Adjoining Templeogue Demesne is Cypress. Grove, so called from some fine old cypress trees, which still flourish. About 1795, it belonged to the Jocelyn family. In that year the house was entered one night by robbers. The servants all hid themselves. Young Lieutenant Jocelyn, of the Royal Navy, who happened to be at home at the time, attacked the robbers with his sword. He put them to flight, wounding one of them, who had resisted, in the head and arm.
Some months afterwards a man was taken into custody on suspicion of belonging to the party. Major Sirr brought Mr. Jocelyn to identify the prisoner. He could not do so, but said if he was the man whom he had wounded, he would have a sword-cut on his arm, and another on his head. His arm was bared, and there was a cut, which the man said he had got long before at sea, as he had been a sailor. He was then asked did he ever get a cut on his head, which was covered with a thick shock of hair. He declared he never did, whereupon Major Sirr ordered his head to be shaved, when there appeared a freshly closed cut.

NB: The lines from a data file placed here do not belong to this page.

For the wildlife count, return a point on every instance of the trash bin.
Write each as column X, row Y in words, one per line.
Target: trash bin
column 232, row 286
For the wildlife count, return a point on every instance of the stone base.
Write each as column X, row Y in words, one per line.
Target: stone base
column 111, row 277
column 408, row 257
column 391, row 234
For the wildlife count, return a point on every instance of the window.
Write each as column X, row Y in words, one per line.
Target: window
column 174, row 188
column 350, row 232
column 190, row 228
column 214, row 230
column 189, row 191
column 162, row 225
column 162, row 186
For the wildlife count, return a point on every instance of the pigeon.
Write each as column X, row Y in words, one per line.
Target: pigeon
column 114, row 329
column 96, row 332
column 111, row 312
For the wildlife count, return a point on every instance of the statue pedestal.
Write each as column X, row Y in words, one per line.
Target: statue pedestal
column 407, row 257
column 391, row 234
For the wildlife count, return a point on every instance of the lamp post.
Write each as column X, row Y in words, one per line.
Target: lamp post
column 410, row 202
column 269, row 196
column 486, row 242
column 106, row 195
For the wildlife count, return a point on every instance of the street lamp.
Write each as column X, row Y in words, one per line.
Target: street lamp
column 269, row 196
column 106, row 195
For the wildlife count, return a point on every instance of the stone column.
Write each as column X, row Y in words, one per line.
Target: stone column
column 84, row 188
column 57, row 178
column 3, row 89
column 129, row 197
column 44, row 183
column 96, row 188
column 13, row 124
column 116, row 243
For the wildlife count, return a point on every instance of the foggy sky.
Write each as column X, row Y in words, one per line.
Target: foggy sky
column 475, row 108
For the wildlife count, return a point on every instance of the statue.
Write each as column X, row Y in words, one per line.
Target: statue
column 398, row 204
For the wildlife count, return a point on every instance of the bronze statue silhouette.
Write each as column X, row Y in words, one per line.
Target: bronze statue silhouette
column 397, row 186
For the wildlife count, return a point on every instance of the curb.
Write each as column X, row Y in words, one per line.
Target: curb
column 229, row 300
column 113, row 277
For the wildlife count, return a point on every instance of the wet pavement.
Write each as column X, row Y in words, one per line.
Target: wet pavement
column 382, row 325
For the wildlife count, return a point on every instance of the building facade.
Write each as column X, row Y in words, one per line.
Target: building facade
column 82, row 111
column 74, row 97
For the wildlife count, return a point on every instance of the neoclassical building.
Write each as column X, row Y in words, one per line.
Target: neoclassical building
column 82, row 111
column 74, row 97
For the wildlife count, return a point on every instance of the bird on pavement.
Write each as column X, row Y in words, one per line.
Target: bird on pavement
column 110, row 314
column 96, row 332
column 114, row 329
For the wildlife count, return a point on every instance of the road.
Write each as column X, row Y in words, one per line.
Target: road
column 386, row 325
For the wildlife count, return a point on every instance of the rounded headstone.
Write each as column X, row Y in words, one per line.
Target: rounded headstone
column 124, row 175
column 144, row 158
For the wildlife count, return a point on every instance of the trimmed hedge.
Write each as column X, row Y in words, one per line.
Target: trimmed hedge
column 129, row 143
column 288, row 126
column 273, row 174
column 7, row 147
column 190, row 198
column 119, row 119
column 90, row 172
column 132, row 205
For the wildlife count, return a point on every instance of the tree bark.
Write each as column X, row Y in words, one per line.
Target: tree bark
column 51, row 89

Major Sirr then told the man there was no doubt of his identity, and that his only chance to save his life was to confess his crime, and declare who were his accomplices.
He did so, and some of them were taken and hanged. He also said that he had committed the great robbery at the Castle of Dublin, on the 2nd of December, 1794. The office of my grandfather, Matthew Handcock, Deputy Muster Master-General, in the Lower Castle Yard, was then broken into. An iron safe that lay therein, locked and padlocked, was opened by means of skeleton keys. Debentures to the value of £1,750, and notes and cash amounting to that of £550, were then abstracted. A reward of £120 was offered, but in vain. This man said that he had bribed a sentry, who was on guard every fortnight. Admitted by him, he had taken impressions on wax, from which keys were made that did the work. He told where some of the debentures were to be found, but the cash was gone. My grandfather lost over £1,000 by the robbery.
After the Jocelyns, the Orr family lived in Cypress Grove for many years. They were very wealthy flier-chants, but subsequently failed.
The Duffys of Ball’s Bridge were also tenants here; and then the late Master Ellis. Charles King is now the owner. The gardens and conservatories are very extensive, and well stocked, as Mr. King is a great florist.